Tendencias 13-09-2009 - 576 palabras
(Arte - Flux Factory)
GIRA MÁGICA Y MISTERIOSA
No tiene esto nada que ver con la renovada Beatlemanía de estos días, sino
con la exitosa y a la vez disparatada forma que encontró el grupo neoyorquino
Flux Factory de mantener el interés por sus actividades, aun habiendo perdido
el local que les servía de sede y galería de arte.
"Te subimos a un colectivo, no te decimos adónde te llevamos, pero
algo sucederá" es el lema con el que encabezaron su programa "Going
places, doing stuff", que ya lleva dos años en marcha, los mismos que
pasaron desde que perdieron la nave industrial que les servía de cuartel
general, en Long Island.
Careciendo de sede fija, les parecía que se imponía un destino nómade, una
forma de arte que necesariamente tuviera que ser itinerante. Alquilan cada
sábado un ómnibus amarillo, de los que de lunes a viernes se utilizan para
transporte escolar, y suben al grupo que se haya inscripto previamente a la
experiencia. Sólo les piden que dispongan del día entero y que sigan las
directivas que se les hagan llegar por quien dirija la excursión. Entre las
muchas cosas que pueden ocurrir se encuentran la inmersión de "algunos
cuerpos" en el agua, la siesta obligatoria, batir récords mundiales de
algo y "encuentros con individuos extraordinarios que persiguen objetivos
extraordinarios".
Cada salida está a cargo de un artista diferente. Así como los expositores
en una galería de arte "normal" van rotando, en este caso es el
artista invitado el que se encarga de organizar todo, dar a conocer a los
participantes aquello que prefieren que sepan de antemano y reservar el resto
para más tarde, con tal de lograr el efecto sorpresa buscado.
Del relato de los viajes se deduce que la experiencia tiene algo de
performance, de demostración en directo de los postulados de los artistas, pero
también de city tour en el que descubrir los secretos de Nueva York, o al menos
los rincones de la ciudad que han inspirado el trabajo del creador en cuestión.

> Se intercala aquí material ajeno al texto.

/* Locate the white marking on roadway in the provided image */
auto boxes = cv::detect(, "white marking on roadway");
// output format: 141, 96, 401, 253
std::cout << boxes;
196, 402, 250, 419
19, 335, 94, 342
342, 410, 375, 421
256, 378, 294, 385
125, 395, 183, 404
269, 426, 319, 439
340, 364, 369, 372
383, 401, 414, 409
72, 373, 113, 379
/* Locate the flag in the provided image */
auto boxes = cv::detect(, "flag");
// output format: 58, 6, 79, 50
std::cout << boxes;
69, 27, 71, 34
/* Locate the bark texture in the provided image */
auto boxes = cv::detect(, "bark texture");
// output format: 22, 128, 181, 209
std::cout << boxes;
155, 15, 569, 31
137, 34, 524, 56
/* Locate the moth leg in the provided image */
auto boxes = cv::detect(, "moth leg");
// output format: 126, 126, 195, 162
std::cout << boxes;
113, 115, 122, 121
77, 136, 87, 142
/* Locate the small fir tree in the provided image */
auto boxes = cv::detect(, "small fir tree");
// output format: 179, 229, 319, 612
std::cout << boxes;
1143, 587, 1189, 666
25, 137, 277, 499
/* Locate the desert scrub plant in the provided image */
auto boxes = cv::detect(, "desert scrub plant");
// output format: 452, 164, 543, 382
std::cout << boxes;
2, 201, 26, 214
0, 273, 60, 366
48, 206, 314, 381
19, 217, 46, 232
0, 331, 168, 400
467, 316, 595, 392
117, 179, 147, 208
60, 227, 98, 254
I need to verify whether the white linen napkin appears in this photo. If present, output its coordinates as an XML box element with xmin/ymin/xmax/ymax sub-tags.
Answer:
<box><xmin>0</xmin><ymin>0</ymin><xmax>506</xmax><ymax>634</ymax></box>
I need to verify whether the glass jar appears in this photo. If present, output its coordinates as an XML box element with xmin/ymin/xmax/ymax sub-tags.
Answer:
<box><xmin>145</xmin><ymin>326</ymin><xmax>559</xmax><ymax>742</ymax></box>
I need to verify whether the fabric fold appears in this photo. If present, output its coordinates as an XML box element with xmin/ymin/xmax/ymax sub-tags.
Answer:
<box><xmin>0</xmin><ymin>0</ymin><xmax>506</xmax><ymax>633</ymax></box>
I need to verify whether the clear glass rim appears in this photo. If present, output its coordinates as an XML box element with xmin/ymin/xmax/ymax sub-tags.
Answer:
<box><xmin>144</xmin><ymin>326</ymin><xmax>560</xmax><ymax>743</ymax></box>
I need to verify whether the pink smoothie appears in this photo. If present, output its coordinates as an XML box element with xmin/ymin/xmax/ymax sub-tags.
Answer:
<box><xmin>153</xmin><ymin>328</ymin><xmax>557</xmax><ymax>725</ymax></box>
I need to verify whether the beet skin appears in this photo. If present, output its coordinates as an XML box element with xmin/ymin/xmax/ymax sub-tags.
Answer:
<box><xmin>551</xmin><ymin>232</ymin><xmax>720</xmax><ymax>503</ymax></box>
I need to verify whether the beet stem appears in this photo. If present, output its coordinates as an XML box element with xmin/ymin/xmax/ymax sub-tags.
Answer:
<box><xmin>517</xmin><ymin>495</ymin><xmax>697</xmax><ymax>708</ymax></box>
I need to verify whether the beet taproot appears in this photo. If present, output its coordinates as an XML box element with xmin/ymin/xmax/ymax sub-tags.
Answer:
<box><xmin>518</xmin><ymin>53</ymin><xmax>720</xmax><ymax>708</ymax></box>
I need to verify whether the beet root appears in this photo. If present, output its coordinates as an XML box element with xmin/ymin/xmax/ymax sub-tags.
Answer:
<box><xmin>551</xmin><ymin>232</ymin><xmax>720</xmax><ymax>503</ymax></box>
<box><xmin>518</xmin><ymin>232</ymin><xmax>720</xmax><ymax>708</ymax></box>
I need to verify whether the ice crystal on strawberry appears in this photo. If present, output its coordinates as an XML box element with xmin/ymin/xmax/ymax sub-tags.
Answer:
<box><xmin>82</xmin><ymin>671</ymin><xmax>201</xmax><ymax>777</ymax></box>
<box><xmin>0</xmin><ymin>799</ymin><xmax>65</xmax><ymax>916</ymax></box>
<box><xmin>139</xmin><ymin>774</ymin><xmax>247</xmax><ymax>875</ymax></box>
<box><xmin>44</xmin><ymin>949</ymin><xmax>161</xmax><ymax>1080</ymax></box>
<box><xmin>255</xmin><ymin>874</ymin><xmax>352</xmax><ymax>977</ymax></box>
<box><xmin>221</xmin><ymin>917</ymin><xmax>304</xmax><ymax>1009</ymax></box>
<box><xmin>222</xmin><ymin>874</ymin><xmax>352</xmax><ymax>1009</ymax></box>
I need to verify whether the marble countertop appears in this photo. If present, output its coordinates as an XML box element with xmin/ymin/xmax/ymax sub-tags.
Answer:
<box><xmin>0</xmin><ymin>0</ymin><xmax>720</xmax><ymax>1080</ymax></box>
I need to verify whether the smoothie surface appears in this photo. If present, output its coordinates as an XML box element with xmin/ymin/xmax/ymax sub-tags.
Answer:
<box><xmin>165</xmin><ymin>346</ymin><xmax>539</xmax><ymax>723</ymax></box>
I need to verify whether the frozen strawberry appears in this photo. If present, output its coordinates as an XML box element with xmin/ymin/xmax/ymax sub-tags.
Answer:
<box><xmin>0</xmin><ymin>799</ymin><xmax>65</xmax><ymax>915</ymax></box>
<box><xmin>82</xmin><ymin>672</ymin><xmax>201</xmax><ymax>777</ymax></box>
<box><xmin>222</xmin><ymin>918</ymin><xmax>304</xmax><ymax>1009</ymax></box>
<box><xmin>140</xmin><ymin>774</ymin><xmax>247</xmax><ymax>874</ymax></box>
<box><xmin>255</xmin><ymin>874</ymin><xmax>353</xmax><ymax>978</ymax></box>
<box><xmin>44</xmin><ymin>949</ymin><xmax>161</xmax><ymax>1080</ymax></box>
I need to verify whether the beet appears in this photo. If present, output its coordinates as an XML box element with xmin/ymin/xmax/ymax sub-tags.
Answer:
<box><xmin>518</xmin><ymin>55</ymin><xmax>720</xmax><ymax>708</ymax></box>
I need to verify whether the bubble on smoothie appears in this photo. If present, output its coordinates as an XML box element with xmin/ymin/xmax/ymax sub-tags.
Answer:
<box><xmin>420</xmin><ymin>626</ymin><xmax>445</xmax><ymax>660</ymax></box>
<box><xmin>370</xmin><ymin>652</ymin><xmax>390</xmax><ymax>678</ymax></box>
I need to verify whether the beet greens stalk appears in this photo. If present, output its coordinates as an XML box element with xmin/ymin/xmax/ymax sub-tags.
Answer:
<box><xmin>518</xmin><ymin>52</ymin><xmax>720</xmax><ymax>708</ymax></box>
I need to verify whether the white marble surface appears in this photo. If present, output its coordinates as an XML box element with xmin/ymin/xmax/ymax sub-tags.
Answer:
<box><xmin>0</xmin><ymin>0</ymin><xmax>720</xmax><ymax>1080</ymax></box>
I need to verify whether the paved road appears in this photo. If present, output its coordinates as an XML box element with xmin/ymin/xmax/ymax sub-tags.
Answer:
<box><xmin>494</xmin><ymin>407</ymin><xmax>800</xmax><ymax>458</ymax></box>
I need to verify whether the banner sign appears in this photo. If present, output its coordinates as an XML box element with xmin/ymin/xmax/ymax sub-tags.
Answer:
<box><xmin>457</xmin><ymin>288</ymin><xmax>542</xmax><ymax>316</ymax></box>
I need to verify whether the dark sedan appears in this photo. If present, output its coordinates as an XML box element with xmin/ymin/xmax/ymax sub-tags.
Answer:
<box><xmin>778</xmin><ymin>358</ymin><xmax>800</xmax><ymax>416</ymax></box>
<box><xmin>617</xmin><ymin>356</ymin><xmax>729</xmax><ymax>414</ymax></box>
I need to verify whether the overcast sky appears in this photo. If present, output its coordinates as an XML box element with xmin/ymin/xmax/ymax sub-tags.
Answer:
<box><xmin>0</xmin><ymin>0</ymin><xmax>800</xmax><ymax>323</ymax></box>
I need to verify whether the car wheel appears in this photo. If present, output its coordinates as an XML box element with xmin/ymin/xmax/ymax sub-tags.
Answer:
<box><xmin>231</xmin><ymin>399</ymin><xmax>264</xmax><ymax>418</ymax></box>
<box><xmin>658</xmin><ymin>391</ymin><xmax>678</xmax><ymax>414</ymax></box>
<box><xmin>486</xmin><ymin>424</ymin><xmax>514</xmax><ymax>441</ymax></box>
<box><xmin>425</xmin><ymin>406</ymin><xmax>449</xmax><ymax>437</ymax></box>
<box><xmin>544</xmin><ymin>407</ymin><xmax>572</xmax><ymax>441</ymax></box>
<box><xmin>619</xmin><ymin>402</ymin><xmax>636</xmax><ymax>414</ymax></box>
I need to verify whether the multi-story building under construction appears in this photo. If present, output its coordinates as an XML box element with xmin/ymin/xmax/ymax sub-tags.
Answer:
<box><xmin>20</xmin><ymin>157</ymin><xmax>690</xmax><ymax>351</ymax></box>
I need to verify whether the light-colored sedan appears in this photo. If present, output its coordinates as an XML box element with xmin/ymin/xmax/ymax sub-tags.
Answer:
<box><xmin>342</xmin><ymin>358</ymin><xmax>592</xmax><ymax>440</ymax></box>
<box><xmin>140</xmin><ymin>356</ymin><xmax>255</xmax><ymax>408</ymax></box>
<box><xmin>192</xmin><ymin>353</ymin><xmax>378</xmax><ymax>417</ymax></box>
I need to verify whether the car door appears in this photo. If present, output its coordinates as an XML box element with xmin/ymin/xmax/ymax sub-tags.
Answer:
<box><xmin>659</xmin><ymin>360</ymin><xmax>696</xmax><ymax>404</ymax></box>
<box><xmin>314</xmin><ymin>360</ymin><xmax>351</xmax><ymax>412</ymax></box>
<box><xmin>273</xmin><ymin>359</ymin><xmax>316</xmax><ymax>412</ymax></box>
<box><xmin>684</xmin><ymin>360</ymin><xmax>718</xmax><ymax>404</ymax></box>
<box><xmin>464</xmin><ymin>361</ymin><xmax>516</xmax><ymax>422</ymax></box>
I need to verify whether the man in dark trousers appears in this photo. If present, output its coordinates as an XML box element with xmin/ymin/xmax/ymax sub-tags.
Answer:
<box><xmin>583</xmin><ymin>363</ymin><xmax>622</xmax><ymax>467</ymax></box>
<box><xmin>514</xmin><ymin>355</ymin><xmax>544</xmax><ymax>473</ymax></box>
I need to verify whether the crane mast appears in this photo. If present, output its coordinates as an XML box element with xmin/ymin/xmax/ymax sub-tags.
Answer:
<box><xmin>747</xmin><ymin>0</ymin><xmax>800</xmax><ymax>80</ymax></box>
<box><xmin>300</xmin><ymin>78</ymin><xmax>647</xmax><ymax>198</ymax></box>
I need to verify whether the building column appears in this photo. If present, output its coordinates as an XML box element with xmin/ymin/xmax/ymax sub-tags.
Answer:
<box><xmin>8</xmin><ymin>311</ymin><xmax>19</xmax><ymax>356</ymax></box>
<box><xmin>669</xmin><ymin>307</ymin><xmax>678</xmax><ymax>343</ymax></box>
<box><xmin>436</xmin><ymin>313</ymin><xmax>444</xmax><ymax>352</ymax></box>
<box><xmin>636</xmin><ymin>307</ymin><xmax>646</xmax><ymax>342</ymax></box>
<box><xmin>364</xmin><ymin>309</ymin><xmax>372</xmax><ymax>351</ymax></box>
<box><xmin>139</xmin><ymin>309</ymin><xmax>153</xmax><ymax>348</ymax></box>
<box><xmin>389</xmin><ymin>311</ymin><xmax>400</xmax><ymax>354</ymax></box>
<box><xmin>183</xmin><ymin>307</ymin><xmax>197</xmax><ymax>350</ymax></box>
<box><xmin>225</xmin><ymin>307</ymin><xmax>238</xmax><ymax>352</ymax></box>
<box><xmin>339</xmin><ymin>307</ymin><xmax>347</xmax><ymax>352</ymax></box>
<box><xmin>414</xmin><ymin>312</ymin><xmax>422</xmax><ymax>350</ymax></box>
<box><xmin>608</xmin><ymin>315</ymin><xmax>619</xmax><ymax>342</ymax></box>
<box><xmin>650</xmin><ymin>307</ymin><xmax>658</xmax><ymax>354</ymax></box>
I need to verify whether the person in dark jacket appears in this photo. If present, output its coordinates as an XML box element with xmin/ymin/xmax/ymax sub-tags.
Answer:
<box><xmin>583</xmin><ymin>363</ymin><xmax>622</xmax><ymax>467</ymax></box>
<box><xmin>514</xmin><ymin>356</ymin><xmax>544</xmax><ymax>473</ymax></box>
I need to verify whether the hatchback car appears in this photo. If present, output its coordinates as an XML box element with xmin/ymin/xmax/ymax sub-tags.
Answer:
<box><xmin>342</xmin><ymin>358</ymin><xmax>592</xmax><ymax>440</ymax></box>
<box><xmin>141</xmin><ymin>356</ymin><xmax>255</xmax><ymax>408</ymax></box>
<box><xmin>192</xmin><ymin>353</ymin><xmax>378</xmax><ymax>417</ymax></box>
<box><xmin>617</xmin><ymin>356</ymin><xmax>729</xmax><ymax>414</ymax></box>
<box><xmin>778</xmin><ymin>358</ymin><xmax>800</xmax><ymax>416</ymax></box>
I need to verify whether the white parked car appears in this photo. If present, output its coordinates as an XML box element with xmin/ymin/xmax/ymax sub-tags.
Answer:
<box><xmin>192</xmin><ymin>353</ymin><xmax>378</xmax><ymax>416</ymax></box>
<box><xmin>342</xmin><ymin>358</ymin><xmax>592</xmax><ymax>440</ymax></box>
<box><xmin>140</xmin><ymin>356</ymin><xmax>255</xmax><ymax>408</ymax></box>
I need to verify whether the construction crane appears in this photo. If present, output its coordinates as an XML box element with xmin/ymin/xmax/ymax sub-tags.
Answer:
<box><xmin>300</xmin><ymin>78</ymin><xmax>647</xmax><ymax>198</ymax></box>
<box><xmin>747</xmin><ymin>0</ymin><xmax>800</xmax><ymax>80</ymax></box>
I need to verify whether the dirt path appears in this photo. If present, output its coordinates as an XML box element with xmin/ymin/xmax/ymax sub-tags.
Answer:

El aspecto social es parte inherente a "Going places, doing
stuff". La camaradería que se pide como condición inicial para participar
de cada salida pronto se ve aumentada, a punto tal que, al final del viaje, son
mayoría los que intercambian teléfono y email para quedar en verse otra vez en
el futuro.
El grupo Flux Factory ya había sorprendido al público hace
cuatro años, cuando combinó las letras con el espectáculo. La instalación
artística "Novel" consistía en encerrar en cubículos contiguos a tres
escritores para que, en un plazo de un mes, escribieran sendas novelas. Sólo se
les concedía noventa minutos de libertad por día.
Los sábados había una lectura pública del trabajo adelantado y el público
podía ver a los escritores trabajando. Mucho no deben haber trabajado, de todos
modos, porque ninguno alcanzó a completar la prometida novela. Pero Flux
Factory se hizo un nombre en un medio como el neoyorquino, donde hay cientos de
personas tratando de convertirse en la nueva vanguardia de lo que sea.
Las aventuras de Flux Factory se pueden ver en algunas fotos colgadas en
flickr.com o en los videos que recoge youtube.com. La simple observación de
esta iniciativa produce el contagio de un espíritu lúdico que tiene algo de
sana tontería, pero que, como sucede con tantas expresiones del arte
contemporáneo, hace surgir la pregunta de dónde está el sentido de todo, si es
que de verdad se pretende alcanzar algún sentido.